When the system is deployed with a master and slave database replication policy, the system may perform database replication by the replication processing module 106 according to the deployed replication policy (e.g., execution cycle of replication operation, etc.). During the replication process, data replication operations can be performed in a multi-thread parallel and multi-server distributed manner. As in the above example, during the database replication process, two data records with version number 2 and version number 3 may be synchronized into the slave database server in any order, the corresponding 2 data record insertion operation records may also be synchronized into the slave database server in any order, and finally, the data in the master and slave database servers are consistent.

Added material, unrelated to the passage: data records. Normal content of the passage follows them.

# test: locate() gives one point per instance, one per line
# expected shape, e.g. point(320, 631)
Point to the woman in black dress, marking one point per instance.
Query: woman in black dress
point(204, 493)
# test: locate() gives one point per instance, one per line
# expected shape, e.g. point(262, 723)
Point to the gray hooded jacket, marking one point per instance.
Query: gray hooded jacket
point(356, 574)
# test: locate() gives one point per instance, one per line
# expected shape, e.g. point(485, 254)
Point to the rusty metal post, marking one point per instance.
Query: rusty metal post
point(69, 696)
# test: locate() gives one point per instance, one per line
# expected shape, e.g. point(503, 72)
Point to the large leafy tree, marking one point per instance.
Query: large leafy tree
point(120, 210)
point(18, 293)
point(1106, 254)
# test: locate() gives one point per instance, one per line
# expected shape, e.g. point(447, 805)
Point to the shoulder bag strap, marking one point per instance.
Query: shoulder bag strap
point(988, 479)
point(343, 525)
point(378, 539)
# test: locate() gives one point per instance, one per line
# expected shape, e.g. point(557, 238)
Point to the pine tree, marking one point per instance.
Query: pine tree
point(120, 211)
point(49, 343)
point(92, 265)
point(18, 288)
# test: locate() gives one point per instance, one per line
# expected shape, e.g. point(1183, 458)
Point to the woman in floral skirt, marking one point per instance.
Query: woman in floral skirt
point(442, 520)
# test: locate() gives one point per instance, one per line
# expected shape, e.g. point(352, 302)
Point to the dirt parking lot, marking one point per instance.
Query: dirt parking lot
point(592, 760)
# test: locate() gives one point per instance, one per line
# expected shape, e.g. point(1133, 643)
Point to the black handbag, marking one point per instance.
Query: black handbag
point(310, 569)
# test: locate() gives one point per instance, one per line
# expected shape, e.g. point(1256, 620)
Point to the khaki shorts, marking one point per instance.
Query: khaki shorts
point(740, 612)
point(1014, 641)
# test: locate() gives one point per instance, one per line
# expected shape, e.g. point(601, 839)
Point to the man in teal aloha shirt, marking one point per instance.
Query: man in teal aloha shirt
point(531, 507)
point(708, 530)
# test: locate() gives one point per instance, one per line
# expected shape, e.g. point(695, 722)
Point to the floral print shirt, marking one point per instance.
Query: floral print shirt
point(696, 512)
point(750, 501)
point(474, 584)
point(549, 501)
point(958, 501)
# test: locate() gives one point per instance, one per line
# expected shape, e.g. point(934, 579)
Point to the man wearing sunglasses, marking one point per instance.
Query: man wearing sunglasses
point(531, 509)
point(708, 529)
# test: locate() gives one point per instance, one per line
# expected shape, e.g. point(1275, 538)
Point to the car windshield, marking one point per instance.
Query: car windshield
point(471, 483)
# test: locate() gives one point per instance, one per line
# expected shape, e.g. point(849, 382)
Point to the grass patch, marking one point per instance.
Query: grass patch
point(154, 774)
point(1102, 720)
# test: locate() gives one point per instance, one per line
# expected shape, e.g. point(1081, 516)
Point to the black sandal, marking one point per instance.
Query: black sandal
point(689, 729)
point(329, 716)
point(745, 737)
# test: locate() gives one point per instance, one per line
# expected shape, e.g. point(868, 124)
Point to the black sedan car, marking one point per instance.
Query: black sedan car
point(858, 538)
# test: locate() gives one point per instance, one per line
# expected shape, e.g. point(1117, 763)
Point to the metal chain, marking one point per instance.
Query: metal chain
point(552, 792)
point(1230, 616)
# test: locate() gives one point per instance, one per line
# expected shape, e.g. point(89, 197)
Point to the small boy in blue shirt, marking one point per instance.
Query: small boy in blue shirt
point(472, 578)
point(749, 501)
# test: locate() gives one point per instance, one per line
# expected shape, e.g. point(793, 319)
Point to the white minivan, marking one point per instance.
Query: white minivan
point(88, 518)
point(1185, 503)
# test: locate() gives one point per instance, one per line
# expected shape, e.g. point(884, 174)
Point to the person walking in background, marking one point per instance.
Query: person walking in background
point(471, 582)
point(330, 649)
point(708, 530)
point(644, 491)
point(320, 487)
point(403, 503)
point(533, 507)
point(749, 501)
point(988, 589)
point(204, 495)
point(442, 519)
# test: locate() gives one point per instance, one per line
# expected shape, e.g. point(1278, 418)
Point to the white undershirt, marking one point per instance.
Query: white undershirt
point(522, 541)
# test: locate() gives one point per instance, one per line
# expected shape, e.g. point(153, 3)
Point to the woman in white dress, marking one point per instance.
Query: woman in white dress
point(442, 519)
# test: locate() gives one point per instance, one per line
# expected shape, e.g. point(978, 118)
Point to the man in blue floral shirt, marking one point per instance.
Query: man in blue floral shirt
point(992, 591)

The user _ sign database table only has one signature field except for the user ID and version information fields, and in practical application, the database table may contain more fields. Table 6 gives an example of a user _ sign database table containing more fields, where an age field is added to the user _ sign database table:
table 6: user _ sign table with more fields
userid | signature | age | revision |
12065 | Dog in love of leisure | 18 | 1 |
12065 | Fruit of midsummer | 18 | 2 |
For the database table shown in table 6, the processes and principles of the data record insertion operation when the user registers, the operation of deleting the user record, and the database copy operation are the same as the corresponding flows described above. When a user requests to update the data record, the process is as follows:
when the user wants to update his user signature, he can log in the system, enter the updated user signature "about winter" through the man-machine interface provided by the system, and then select the update command and submit. The obtaining module 101 of the system receives the update command and the updated user signature and submits the update command and the updated user signature to the update processing module 103, the update processing module 103 may obtain the user ID of the login user as 12065, then query the data record of userid =12065 from the user _ sign table according to the obtained user ID, then use the age field value "18" in the updated user signature "about in winter" and the queried data record of userid =12065 as the corresponding field value of the new data record, and generate the following data record insertion statement:
INSERT INTO user_sign
(userid, signature, age, vision) VALUES (12065, "about winter", 18,3)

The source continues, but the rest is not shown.